Par conséquent, la découverte du réel engendre la production d’autres éléments: faire face à sa propre personne, comprendre l’incapacité de communiquer avec autrui. Mais les éléments majeurs résultant de cette découverte sont l’angoisse et la confusion qui seront les préoccupations capitales de cette période.

La Vérité objective, imposée, est remplacée par la liberté. Même si l’homme bergmanien la désapprouvait, la Vérité abstraite constituait la base de son monde. Elle était un point de repère de valeurs. Mais à présent, tout ce qui était évident ne l’est plus. La mesure des valeurs s’estompe, les points de repère s’effacent. Et l’angoisse s'infiltre avec l’idée de possibilité. « ‘L’angoisse est le vertige de la liberté. La liberté est prise au piège d’elle-même; elle est captive d’elle-même’ 288. »

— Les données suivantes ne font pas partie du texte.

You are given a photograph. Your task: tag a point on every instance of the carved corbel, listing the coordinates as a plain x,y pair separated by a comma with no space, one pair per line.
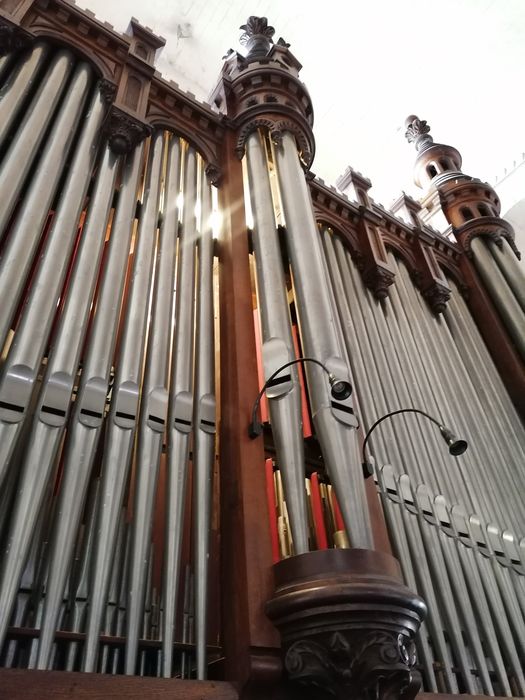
493,228
347,625
372,258
429,278
124,131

L’innocence apparaît ainsi dans l’univers bergmanien. Elle se trouve face au premier facteur du bien et du mal dans le monde chrétien: la sexualité. Au seuil de ces questions fondamentales, l’angoisse se manifeste chez les personnages représentant l’innocence comme puberté pour l’un, comme terrain à exploiter pour l’autre. « ‘Déjà dans l’innocence il y a une angoisse, un germe d’angoisse: il est latent, et il vient au jour par l’interdiction. Qu’est-ce qui se produit alors? C’est que naît dans l’homme la possibilité et l’angoisse de la possibilité’ 289. » Un pêcheur va se suicider à cause de l’angoisse, le peintre sera hanté par l’idée du néant. Mais, en même temps, les personnages se voient placés devant l’obligation de faire un choix, choix qui sera par la suite à l’origine d’un état de guerre décrit dans les films de cette époque (l’affrontement des parties opposées et leur tension évoquent fondamentalement la situation des personnages face au choix et au possible). Cette dernière illustration met en évidence le conflit et la tension dus au choix que les personnages doivent effectuer. C’est la confusion.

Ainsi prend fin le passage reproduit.